WhatUsersDo is used in conjunction with content testing tools (e.g. Test and Target, Google Optimiser) and other sources of user feedback (e.g. Kissmetrics) to improve UX. 

What I've personally found really interesting is the way that our clients use WhatUsersDo to not only test their own live website, but also to get user insight into:

  • Competitors' websites.
  • Pre-release websites and prototypes (e.g. Axure).
  • Observe people naturally searching for products, starting at Google.
  • Running card-sorting and tree tests.
  • Content testing of landing pages, email marketing and other comms.

Our corporate clients now run tests at every stage of the development/design lifecycle, even before starting a new project they research how users respond to competing offerings and build with that UX insight in mind.

I know I shouldn't have a favourite client, but I love how the folks at DRL Limited (www.appliancesonline.co.uk) use WhatUsersDo.

It's not just the 9.5% increase in online sales that this activity lead to that's interesting, but the way the entire organisation became focussed on user needs rather than their own hunches and opinions.

We enabled a cultural change to a UCD approach, something that we're seeing at many of our clients - especially the larger ones.

How many tests are needed to get a true impression of the user experience on a site? 

We get asked this a lot. It used to be widely accepted that five user tests is all you need to find 80% of usability issues and that it's diminishing returns after that, but that figure is primarily relevant to lab based testing. 

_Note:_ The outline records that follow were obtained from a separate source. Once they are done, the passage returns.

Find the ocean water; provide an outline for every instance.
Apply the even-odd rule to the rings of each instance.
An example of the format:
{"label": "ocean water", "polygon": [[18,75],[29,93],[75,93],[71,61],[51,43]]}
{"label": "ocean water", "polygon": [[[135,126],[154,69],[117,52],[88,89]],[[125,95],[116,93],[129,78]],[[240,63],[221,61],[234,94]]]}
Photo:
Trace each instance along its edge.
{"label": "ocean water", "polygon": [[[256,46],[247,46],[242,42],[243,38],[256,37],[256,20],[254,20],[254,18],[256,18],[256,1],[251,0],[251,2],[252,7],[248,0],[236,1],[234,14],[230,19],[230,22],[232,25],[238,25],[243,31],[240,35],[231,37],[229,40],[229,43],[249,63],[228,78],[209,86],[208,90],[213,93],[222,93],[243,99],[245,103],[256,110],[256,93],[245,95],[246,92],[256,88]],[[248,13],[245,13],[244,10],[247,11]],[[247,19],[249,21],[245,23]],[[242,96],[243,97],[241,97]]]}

Our experience has shown that the answer comes down to several variables:

  • The number of journeys that you need to test.
  • The range of devices (mobile users will uncover different issues to fixed web users).
  • The different audiences that your site serves.
  • The nature of what your testing. 

Most websites are not one-dimensional, they increasingly serve multiple customer types with many different needs and goals.

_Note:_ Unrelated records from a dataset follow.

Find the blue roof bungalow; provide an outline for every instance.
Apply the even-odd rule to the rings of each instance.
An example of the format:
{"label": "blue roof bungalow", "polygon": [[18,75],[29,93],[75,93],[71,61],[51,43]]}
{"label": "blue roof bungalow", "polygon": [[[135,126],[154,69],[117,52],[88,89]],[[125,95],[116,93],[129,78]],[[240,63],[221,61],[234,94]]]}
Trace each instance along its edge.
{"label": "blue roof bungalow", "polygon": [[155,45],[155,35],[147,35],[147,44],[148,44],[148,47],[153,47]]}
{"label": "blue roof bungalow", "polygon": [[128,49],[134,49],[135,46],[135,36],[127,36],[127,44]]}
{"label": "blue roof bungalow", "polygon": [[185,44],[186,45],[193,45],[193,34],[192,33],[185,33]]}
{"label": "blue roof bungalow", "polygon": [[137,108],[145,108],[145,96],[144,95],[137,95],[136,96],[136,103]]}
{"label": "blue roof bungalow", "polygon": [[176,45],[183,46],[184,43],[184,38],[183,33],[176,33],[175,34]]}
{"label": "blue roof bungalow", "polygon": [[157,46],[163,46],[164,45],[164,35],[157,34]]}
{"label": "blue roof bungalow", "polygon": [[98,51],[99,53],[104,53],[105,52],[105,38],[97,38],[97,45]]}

For example, even a relatively simple clothes retail site should be tested for gifting journeys, self-purchase journeys all with different starting points - home page, product page (post search) as well as being benchmarked against competing sites.

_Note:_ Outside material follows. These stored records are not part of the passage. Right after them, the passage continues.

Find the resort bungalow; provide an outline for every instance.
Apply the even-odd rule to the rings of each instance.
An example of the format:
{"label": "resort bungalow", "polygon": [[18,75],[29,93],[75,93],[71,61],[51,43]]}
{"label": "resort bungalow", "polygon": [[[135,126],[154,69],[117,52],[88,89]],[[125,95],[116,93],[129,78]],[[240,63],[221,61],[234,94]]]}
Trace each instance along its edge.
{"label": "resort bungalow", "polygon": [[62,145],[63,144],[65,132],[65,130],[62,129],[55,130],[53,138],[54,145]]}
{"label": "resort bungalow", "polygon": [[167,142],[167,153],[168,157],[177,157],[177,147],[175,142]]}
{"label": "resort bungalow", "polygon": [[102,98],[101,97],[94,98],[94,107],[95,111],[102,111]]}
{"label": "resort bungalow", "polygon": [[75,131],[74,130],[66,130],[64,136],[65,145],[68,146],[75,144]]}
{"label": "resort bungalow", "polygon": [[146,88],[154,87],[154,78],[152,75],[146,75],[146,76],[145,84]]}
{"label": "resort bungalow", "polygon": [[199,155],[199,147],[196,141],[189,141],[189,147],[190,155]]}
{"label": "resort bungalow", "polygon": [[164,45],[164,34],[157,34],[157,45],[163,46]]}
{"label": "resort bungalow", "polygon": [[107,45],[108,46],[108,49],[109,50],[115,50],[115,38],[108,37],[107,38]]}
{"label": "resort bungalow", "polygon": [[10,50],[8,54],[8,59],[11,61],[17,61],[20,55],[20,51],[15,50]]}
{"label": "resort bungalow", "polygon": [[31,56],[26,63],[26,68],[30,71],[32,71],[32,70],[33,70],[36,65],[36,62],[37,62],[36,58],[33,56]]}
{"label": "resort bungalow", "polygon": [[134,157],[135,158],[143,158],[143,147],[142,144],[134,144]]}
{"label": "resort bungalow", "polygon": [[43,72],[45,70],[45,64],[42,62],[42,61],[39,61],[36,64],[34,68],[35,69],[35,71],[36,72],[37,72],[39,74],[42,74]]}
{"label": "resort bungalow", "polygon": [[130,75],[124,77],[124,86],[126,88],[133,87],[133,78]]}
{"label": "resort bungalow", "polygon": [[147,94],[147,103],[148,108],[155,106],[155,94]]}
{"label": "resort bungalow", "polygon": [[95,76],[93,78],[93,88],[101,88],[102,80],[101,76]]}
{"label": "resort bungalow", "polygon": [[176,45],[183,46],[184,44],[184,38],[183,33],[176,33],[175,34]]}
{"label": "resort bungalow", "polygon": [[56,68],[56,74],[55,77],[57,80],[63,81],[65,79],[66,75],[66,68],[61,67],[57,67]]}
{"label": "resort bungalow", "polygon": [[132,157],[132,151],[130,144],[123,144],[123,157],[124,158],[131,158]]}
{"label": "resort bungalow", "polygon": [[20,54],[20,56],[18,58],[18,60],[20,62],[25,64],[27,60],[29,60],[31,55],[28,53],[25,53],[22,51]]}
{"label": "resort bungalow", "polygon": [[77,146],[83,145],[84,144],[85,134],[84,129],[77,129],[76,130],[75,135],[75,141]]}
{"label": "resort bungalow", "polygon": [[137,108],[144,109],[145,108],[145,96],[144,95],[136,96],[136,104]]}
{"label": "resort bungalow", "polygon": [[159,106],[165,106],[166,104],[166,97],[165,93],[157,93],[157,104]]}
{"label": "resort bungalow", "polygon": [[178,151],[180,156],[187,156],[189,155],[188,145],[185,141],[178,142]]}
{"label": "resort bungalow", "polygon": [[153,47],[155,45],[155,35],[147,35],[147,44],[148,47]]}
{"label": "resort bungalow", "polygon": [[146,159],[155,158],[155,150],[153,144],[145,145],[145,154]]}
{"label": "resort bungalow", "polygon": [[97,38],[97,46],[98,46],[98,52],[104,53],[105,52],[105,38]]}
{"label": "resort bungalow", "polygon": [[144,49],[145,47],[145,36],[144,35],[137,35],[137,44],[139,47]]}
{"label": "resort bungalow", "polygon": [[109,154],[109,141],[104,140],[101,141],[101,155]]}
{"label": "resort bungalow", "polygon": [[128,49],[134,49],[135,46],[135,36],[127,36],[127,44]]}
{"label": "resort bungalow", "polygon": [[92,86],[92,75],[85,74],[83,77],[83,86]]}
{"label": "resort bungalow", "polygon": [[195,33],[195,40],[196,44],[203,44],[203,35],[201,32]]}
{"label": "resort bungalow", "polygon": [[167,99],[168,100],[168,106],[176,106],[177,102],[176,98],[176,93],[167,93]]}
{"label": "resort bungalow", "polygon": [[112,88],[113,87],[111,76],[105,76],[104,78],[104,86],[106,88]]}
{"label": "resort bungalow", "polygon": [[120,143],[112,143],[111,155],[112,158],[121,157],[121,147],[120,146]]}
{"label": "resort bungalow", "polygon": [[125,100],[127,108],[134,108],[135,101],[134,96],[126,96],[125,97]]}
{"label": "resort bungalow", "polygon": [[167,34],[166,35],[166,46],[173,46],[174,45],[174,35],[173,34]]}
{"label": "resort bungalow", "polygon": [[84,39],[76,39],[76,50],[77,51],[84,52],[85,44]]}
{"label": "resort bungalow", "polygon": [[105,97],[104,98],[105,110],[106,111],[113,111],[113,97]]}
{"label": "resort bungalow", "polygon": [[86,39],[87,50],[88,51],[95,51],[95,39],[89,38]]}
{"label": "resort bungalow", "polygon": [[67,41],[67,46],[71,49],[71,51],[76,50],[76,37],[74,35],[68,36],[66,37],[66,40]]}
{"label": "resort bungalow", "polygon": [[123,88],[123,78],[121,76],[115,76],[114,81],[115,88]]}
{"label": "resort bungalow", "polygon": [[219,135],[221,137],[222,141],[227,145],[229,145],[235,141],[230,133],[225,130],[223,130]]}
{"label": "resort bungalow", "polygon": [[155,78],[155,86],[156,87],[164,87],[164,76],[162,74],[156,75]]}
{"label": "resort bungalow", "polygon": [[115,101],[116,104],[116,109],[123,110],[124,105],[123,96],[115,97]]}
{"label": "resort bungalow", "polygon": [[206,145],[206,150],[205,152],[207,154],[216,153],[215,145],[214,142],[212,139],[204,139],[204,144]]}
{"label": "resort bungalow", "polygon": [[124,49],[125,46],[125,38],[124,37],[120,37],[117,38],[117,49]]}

Bring in an international audience, new customers vs existing and multiple devices and you'll soon see why five wont cut it.

So, our recommendation for those people starting out is to test with 10 people from at least two segments on the main buying journey. Then, by looking at your analytics, identify the next round of testing. And keep testing! 

How do you see UX developing over the next few years? 

We'll see more sophisticated ways for companies to measure UX as it is increasingly making it into the boardroom and thus needs to be reported on and measured. NPS (Net Promoter Score) is one measure, though perhaps too simplistic, that's making its way into company boardrooms across Europe now.

We're working with our clients to develop UX measures that align to their KPIs, in order to give a board level view of UX.

It goes without saying that UX is becoming increasingly challenging, not least because the mobile web means new behavioural patterns are emerging that brands need to understand and serve.

Next year the TV will become the battleground for Apple and Google - owning the living room, with all of its ad revenue (remember, Google is an ad business, not a search engine) will bring its own UX challenges.